April 25, 2012

Court Rejects Faculty Union


By Scott Jaschik
Inside Higher Ed, www.insidehighered.com

ALMOST A year ago, faculty members at UIC filed papers to unionize. The drive at the University was seen as a major victory for academic labor, which has struggled in recent years to organize at research universities. And at a time when the treatment of those off the tenure track is an increasingly important issue to faculty leaders, the new union was to have combined tenure-track and adjunct faculty members.

SINCE THEN, the union has been engaged in a legal fight with the University, which argued that Illinois law does not allow joint units for tenure-track and non-tenure track faculty members. Along the way, the union won most of the skirmishes, but that ended on March 23.

AN ILLINOIS appeals court ruled that the Illinois Educational Labor Relations Board (IELRB) exceeded its authority when it certified the new faculty union -- and so effectively stripped the union of its authority. The IELRB ruling was based on interpretations of a narrow provision of State law. The ruling found that the law's direct language was ambiguous but that there was evidence of what legislators intended with the law, and that this evidence backed the University's interpretation that a joint bargaining unit was illegal.

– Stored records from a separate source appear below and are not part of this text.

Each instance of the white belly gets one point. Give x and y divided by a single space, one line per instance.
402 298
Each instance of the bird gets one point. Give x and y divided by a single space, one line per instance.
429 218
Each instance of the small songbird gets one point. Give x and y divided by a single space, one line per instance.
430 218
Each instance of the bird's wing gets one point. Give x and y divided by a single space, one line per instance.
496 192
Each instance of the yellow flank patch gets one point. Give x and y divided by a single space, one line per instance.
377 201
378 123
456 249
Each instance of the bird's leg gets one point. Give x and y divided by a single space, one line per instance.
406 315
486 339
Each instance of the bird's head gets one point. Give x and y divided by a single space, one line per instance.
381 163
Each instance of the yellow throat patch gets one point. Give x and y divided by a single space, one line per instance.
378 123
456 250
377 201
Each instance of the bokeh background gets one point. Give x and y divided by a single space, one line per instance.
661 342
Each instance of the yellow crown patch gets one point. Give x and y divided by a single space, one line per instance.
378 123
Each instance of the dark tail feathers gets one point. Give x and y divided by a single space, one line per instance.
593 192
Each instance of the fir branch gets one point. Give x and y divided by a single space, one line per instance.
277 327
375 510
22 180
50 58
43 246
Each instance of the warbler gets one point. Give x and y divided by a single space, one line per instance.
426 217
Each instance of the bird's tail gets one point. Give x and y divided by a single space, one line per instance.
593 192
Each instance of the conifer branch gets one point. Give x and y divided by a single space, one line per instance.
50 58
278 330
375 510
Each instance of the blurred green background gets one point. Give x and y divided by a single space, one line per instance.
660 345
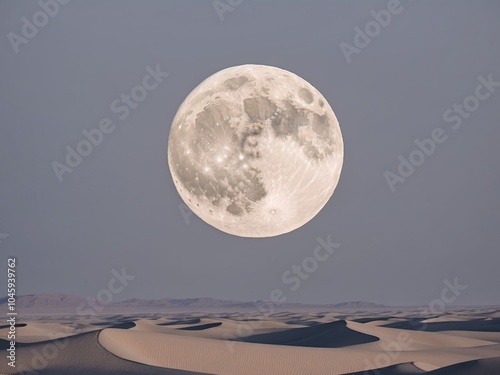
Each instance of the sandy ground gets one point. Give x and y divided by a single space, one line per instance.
462 342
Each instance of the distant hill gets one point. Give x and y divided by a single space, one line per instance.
65 302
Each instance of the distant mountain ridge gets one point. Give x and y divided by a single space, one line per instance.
66 301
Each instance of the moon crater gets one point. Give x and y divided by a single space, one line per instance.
255 151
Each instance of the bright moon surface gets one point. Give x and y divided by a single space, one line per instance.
255 151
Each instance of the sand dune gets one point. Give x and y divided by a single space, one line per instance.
237 343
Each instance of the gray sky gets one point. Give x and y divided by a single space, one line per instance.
119 208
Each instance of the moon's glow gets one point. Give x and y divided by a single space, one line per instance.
255 151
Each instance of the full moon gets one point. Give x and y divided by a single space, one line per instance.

THE UNIVERSITY has said in the past that it would not object to separate unions for tenure-track and non-tenure-track faculty members. And a University spokesman confirmed that position after the appeals court ruling came down.

ONE OF the organizers of the union criticized the decision, but said that the union was determined -- one way or another -- to move ahead to bargaining with the administration. "The administration decided to take this issue to a conservative appellate court in Springfield, when of course the proper place to appeal would have been Chicago, where the union activity has taken place," said Lennard J. Davis, an English professor at UIC, via e-mail. “They got the decision they wanted, which was a minor victory in which the conservative court ruled, as conservative courts and venues have ruled throughout the U.S. in these times -- making a decision on technicalities. Because this is a technical decision, we think the University has a Pyrrhic victory. The decision can and may be appealed by us to the Supreme Court of Illinois."

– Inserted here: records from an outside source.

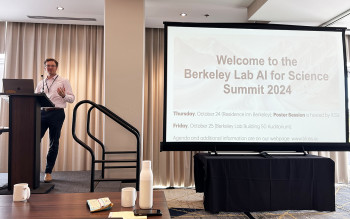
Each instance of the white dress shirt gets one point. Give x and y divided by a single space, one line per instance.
50 89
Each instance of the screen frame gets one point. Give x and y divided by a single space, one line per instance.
253 146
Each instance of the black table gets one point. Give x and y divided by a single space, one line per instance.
247 183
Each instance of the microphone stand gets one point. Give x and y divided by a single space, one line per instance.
42 77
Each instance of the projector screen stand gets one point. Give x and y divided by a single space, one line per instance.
213 152
303 150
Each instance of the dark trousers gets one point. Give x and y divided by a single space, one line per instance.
52 120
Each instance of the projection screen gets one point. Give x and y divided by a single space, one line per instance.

BUT, HE added: "At the same time our central and focused interest is to begin collective bargaining as soon as possible and within the framework of Illinois law. To that end, we are willing to take whatever steps required to bring such negotiations about. We believe that we have the ability to do that sooner rather than later, and whether we are two bargaining units of tenured and non-tenured faculty in the same union or one unit within the same union, we hope to be sitting down with the administration to begin collective bargaining within a month or two."

ON APRIL 20, in response to the recent Illinois Appellate Court decision, faculty filed a new set of membership cards at the Illinois Educational Labor Relations Board, with a greater number of signed cards compared to last year.